日本において「犬は肉食である」という話が半ば常識化しています。
犬の祖先はオオカミだから肉を多く与えるのは当然という考え方です。
その話が広まった平成のあたりから、犬の食事は肉が多くなり、高タンパク化しているように感じます。
ドッグフードだけでなく、ササミを手作りに食の中心とする飼い主さんも目立つようになってきました。
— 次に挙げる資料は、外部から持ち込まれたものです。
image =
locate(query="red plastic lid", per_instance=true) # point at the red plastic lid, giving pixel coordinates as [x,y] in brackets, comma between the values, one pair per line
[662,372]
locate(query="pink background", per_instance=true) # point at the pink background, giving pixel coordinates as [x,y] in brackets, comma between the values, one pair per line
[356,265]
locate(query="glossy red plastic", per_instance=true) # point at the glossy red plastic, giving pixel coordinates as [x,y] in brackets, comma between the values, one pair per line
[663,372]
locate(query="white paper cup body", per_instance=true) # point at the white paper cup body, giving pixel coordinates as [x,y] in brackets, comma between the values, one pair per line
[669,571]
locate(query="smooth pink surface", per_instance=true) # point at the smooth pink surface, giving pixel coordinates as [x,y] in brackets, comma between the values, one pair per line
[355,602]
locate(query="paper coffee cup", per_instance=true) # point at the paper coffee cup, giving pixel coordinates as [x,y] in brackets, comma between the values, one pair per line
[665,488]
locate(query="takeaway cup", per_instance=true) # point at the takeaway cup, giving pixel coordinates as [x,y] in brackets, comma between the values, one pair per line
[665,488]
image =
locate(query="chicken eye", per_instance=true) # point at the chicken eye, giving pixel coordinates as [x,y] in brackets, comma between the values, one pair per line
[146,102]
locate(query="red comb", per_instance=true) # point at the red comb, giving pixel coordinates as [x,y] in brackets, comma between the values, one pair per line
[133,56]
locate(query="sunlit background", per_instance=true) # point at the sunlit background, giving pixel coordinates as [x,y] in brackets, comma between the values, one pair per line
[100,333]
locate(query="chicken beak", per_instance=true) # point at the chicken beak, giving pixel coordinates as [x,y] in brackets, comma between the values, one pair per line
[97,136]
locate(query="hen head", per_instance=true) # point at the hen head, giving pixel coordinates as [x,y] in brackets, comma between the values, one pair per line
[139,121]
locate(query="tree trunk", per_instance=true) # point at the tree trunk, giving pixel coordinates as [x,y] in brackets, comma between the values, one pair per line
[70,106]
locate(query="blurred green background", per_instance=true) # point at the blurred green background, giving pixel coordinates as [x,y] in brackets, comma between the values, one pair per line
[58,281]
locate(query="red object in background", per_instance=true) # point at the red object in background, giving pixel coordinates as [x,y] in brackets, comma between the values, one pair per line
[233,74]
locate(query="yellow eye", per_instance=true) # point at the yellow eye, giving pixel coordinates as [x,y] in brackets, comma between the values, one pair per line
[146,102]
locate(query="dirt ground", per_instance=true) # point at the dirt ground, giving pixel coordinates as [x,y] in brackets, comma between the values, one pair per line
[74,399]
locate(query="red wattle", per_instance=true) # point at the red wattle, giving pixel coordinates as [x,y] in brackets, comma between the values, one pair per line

そうした中で、私は高タンパク食の危険性を認識しています。
肉中心の食事がすべての犬に適するわけではないと考えています。
犬の歴史を学ぶほど、そして日々の健康相談を通して、その考えは強固なものになっています。

犬は1万年という長い歴史の中で、数え切れない交配を繰り返し、人と同じか、もしくはもっと質素な食事に最適化されてきた動物です。
けしてオオカミと同じような食事をしてきたわけではありません。
そのお話をします。

 

50年前の犬の食事

令和のいま、犬は猫とともに最も愛らしいペットと認識されています。
家族の一員であることが常識となり、屋内で飼育することは当たり前です。

ところが50年前の当たり前は異なります。
昭和40年代50年代の犬たちは季節を問わず、昼も夜も庭や玄関先で飼われるのが普通でした。
飼育目的はたいてい用心棒、つまり番犬です。
犬の脱走を防ぐために常時首輪と鎖で繋がれていることは普通でした。

多くの犬は日常的に残飯を与えらていました。
すでにドッグフードが発売されてはいましたが、多くの家は引き続き残飯を与えていました。

残飯の内容は、当時の人の食事に準じます。
その頃の家庭料理は現在と大きく異なっており、3食とも白米で、おかずに肉はあまり使われません。
昭和40年くらいの肉消費量は現在と比べてわずか1/4程度。
お米は今の2倍多く消費しています。
つまり高炭水化物、低タンパク食です。
犬に供される残飯も同じか、さらに肉が取り除かれて野菜くずが足されたようなものでした。
※もちろん例外もあります。

 

補足「残飯と寿命」

「昔の犬が短命だったのは残飯のせいだ」とする意見は正確とは言えません。
なぜならば他に寿命を大きく下げる理由がいくつもあるためです。
理由の1つはフィラリアです。
屋外飼育で、かつ予防薬が一般的でなかったために、蚊に刺されてフィラリアに感染してしまい、若年で他界する子が多数いました。
なお平均寿命は計算上、若い世代の生存率が大きく影響し、シニア世代の影響は小さくなります。

昔は首輪を外して脱走する子が多くいました。
やはり力のある若い子に多かったと推測できます。
なかには道路で事故にあう子もいました。

他の要素として、気象変化も肉体への負担となったでしょう。
真夏、真冬、台風、大雨、大雪といった気象でも、よほどでない限りは家の中に入れません。
健康なら余裕で耐えると思いますが、体調が悪いときには少しきつかったでしょう。

衛生環境も良くありません。
犬はよく土を掘って休みますが、その近くに自らの糞尿があっても気にしません。
夏は虫が寄ってきます。
食事の一部は土に埋め、しばらくして掘り出します。
土の中で菌まみれとなり一部は腐敗しますが、構わずに食べます。

ちなみに私の家の犬も屋外飼育でした。
ときどき知らない犬が入ってきて、食事を盗み食いしていました。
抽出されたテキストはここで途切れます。